Under California law, Mr. Musk also likely would face a sizable state tax burden because exercised options are treated as compensation partly earned in the state while he lived there.
Though outlets like ProPublica engage in a fair bit of finger-wagging on the matter, many of the ways ultra-rich people avoid paying extremely high tax bills are perfectly legal. And many uber-wealthy people, armed with financial advisers, do all kinds of things that “working rich” and upper-middle-class people don’t: They use low-interest loans backed by their portfolios to borrow money to live on; they decide when to sell stocks based off how much they’ll be dinged by capital gains taxes; they find all kinds of assets where they can park their wealth or transfer it from generation to generation without having to give a huge cut to the federal government.
While Warren was hectoring Musk for failing to “actually pay taxes,” 61 percent of Americans (roughly 100 million households) actually, for real, didn’t pay federal income taxes last year. Now, last year was a bit anomalous due to high unemployment and the stimulus checks, but the number typically hovers somewhere between 40 and 47 percent, comprised by people who make low incomes, take advantage of child-related tax credits, or are elderly. And roughly 20 percent of Americans end up paying neither federal income tax nor payroll taxes.

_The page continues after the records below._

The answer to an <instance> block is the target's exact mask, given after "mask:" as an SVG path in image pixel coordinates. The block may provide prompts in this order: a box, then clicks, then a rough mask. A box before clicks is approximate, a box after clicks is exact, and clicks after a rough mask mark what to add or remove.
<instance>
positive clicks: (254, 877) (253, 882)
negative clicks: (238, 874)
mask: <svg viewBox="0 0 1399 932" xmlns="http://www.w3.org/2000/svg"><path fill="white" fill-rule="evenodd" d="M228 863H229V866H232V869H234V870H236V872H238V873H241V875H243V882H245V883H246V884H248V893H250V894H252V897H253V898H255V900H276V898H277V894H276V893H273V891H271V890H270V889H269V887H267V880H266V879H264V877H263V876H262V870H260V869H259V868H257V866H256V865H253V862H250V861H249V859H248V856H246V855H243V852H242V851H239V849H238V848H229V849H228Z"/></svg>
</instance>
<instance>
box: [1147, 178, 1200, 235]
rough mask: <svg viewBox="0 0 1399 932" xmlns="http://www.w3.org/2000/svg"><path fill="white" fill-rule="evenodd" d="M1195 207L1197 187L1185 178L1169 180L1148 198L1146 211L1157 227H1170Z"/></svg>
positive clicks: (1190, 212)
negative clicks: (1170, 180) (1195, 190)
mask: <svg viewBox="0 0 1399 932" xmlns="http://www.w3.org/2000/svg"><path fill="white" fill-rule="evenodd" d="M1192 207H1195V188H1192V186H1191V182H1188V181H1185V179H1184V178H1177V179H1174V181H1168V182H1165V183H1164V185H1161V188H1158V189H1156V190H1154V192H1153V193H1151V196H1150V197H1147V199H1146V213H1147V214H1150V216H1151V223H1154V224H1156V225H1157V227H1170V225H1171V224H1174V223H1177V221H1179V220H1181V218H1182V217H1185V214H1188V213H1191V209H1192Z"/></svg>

The Tax Foundation noted that in 2018, the top 25 percent of taxpayers paid 87 percent of total federal income taxes. The top 1 percent pony up roughly 40 percent of total federal income taxes. Warren’s spending priorities are largely bankrolled by the richest people in America—to the extent that they’re bankrolled at all, as opposed to being added to the exorbitant national debt. Part of her critique is fair: Musk’s use of government subsidies does constitute freeloading off the American taxpayers. But the rest is somewhere between misleading and dishonest.
“The government is inherently not a good steward of capital,” Musk told Time for its Person of the Year profile. Regrettably, Musk will likely be forking over a handsome sum this year to the very people he has correctly identified as people unlikely to spend it well.